Bitcoin recently fell 4.2% to $86,681.41, hitting a seven-month low, well below its all-time high of $126,223.18 reached in early October. Since the beginning of the year, it has experienced a decline of more than 7%, on track to face its first annual drop since 2022. Analysts warn that the cryptocurrency has slipped below both its 50-day and 200-day moving averages, leading to diminished interest among trend-following investors.
Sean Dawson, head of research at Derive.xyz, expressed concerns about the current market dynamics, emphasizing a lack of positive catalysts to drive prices up. He highlighted the diminishing impact of previously favorable conditions, such as low interest rates, which have failed to sustain upward momentum for bitcoin. Dawson also noted a staggering $8.25 billion in crypto-related liquidations in the past 30 days, affecting both long and short positions.
The reluctance of several Federal Reserve officials to suggest further interest rate cuts, amidst ongoing inflationary pressures, has contributed significantly to bitcoin’s downturn, creating a ripple effect on other risk assets, including stocks. Dawson cautioned that heightened volatility in technology valuations could result in bitcoin’s price dropping to $75,000 by year-end, although he anticipates a swift recovery from that level.

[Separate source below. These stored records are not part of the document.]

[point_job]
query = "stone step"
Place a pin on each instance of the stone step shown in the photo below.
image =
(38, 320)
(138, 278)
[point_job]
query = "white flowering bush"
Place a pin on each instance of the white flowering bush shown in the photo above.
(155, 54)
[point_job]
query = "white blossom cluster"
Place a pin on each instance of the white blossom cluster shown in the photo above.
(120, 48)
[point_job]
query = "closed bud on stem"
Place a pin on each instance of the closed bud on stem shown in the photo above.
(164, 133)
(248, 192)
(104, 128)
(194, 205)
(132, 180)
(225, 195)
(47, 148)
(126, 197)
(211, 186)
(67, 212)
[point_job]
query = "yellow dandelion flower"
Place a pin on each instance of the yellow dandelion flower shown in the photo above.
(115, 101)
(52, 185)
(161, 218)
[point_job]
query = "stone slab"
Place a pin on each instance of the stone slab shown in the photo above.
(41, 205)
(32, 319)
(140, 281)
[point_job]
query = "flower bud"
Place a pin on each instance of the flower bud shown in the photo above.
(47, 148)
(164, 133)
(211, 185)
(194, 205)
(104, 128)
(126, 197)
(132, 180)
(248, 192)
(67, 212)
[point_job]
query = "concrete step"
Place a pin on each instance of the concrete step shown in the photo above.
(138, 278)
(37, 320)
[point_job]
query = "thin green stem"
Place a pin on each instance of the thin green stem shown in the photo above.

In the options market, there is notable activity surrounding “puts,” with about 13,800 contracts allowing the right to sell bitcoin at a strike price of $85,000 set to expire on December 26. This strategy reflects a strong demand for downside protection among traders anticipating a further drop below this level.
Conversely, some market analysts remain optimistic about a potential rebound for bitcoin. Sean Farrell, head of digital asset strategy at Fundstrat, pointed out that current market conditions may offer a more balanced risk-to-reward outlook. He identified bitcoin’s recent dip below $90,000 as a “potential value zone” that could entice buyers, especially as oversold signals begin to emerge. The sell-off has reportedly cleared the market of sellers who were motivated by urgency.
Despite this hope, other indicators in the options market signal bearish trends. The call-put skew, which illustrates market sentiment based on implied volatility between call and put options, has notably deteriorated. A shift from -2.9% to -5.3% in the 30-day put skew reveals an increasing tendency for traders to seek downside insurance as bitcoin prices weaken. Furthermore, options volatility has surged, with 30-day implied volatility rising from 41% to 49% in just two weeks.
Jack Janasiewicz, a portfolio manager at Natixis Investment Managers Solutions, has adopted a bearish stance based on bitcoin’s utility and ongoing mass adoption, despite acknowledging its growing acceptance among institutional investors. He questioned the practicality of using bitcoin for everyday transactions while suggesting that a small percentage allocation to the cryptocurrency could serve as a safeguard against potential gains.
In this uncertain environment, the future trajectory of bitcoin remains under scrutiny as traders and analysts navigate the complexities of market sentiment and external economic factors. With the cryptocurrency landscape in flux, many are left wondering how this will unfold in the coming months.